Essendo costui un ardente liberale, la sua elezione, avvenuta il 29 agosto 1861, fu avversata dal clero legittimista e provocò il rifiuto di riconoscerne la validità da parte del Padre generale dell’Ordine dei Cappuccini.

Oltre ad esprimere con molta ostentazione e passione il suo essere un frate liberale al punto da “portare sempre una coccarda tricolore intorno alla vita”, il nuovo Padre Provinciale propagandava tanto la sua immagine.

Quando seppe che la sua elezione era osteggiata, in aperta polemica col clero, scrisse un opuscolo, con il titolo pomposo di “Enciclica, in cui esprimeva apertamente le sue idee.

In effetti i contenuti dello scritto rivelavano le motivazioni della sua adesione al nuovo corso liberale dell’epoca e, sostenuto anche dalle autorità civili, si compiaceva dell’appellativo di “frate esaltato” con cui era stato etichettato.

Dopo aver riflettuto sulla quella che considerava la schiavitù dell’antico regime, Padre Giovanni riteneva la sua una “missione di religione e di civiltà”, invitando tutti i confratelli e il clero a sostenere la nuova “causa della Religione del Cristo e della Patria”.

 

“La libertà e la fraternità – affermava  il Padre Provinciale - corrispondono all’ umiltà, giustizia ed amore, le quali ci condussero per fini altissimi alla meta; e per la vostra docilità, o Fratelli devoti alla nobile e santa causa nazionale, raggiungemmo la gloriosa impresa, riconoscendo noi nella volontà dei nostri elettori quella di Dio, il quale alle opere più ardue innalza talvolta uomini sepolti nella sventura”

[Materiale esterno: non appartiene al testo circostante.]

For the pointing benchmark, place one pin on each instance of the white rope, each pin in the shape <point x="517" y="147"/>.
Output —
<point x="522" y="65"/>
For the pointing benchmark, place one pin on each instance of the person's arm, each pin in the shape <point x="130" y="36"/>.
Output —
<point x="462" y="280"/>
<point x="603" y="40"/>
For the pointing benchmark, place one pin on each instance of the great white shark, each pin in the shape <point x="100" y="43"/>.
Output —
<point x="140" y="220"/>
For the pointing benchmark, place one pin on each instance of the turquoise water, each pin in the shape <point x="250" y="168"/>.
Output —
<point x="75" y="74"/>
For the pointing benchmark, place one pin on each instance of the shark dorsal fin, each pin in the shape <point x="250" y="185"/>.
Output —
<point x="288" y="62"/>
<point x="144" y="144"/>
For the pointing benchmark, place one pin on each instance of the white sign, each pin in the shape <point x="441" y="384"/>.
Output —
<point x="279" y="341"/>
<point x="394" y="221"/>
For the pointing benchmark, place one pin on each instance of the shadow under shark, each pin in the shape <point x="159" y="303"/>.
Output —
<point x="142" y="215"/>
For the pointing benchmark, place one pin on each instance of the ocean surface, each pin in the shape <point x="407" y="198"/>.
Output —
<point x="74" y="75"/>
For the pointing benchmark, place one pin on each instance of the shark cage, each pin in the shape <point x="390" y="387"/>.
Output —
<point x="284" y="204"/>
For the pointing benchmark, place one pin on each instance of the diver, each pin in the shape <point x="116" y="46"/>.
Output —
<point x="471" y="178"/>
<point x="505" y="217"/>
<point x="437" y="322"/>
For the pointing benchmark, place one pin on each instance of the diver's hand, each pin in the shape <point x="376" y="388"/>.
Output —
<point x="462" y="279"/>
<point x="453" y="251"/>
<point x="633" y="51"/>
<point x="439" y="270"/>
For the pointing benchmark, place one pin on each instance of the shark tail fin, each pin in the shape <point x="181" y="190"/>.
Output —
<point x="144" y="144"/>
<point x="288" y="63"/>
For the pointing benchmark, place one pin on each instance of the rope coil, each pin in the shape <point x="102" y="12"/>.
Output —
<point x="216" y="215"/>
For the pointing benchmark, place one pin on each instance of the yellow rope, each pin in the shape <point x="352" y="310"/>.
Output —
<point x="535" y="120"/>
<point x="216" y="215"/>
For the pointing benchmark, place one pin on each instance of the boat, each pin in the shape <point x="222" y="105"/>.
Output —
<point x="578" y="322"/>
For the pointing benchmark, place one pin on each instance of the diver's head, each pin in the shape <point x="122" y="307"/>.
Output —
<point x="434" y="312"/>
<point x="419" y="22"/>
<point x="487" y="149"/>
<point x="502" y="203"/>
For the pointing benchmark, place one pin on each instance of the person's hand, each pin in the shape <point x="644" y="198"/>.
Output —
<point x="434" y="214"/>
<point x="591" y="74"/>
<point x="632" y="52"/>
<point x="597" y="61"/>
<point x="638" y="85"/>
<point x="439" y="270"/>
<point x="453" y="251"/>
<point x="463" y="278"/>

Padre Giovanni difendeva la sua elezione, sostenendo che avrebbe seguito la “sublime virtù” della carità come la base del suo incarico, “per portare in mezzo a voi la luce del progresso civile e della nazionalità italiana, armonizzata col sacro carattere che ci riveste, pel quale siete in mezzo agli uomini con una missione in cui…[…] non a dominare, ma a servire: non ad odiare, ma ad amare; ed in tal sentiero di limpidi affetti, siam certi che brucerà vigoroso il limiamo, a fine di prestar culto al merito ricinto di fresco alloro, e rendere onore alla carità assisa piena di gloria sull’ara della patria, la quale risuonando come parola sacra dell’Evangelio, dice ai popoli della terra: la mia voce è la legge della vostra libertà”

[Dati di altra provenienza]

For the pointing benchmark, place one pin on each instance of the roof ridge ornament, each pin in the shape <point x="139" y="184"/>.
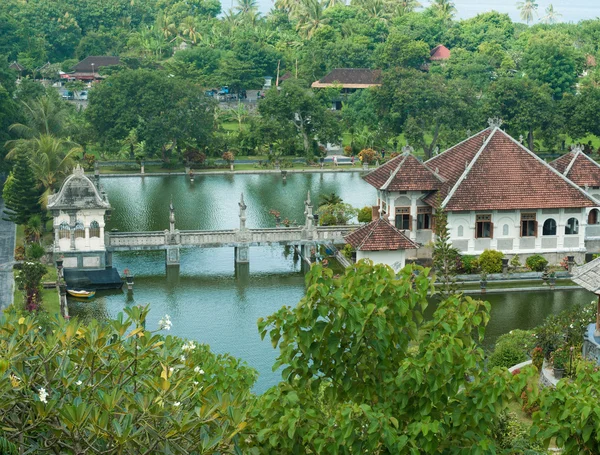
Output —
<point x="495" y="122"/>
<point x="78" y="170"/>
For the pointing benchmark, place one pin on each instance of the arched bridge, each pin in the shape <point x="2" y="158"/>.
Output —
<point x="171" y="240"/>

Dopo aver ribadito di essere stato eletto con “ tutte le forme della regola canonica”, Padre Giovanni raccomandava ai “frati retrivi” di accettare “una politica illuminata”, condannando il sostegno che fornivano al brigantaggio” contro la redenzione italiana, contri i diritti di civiltà e di progresso, di patria e di libertà”.Tuttavia, come scrive un suo biografo, Alfonso Conte, vi era “un contesto caratterizzato da estremismi da una parte e dall’altra” e pertanto Padre Giovanni assunse gradualmente “atteggiamenti sempre più radicali, accentuando il distacco dalle gerarchie schierate su posizioni filo-borboniche”.

In effetti, era successo che nel 1862, in tale contesto di estremismo da ambedue le parti, Padre Giovanni aveva appreso che “ad Avigliano, l’arrivo di Crocco aveva visto sacerdoti festanti e altri che si contrapposero pagando un duro prezzo”.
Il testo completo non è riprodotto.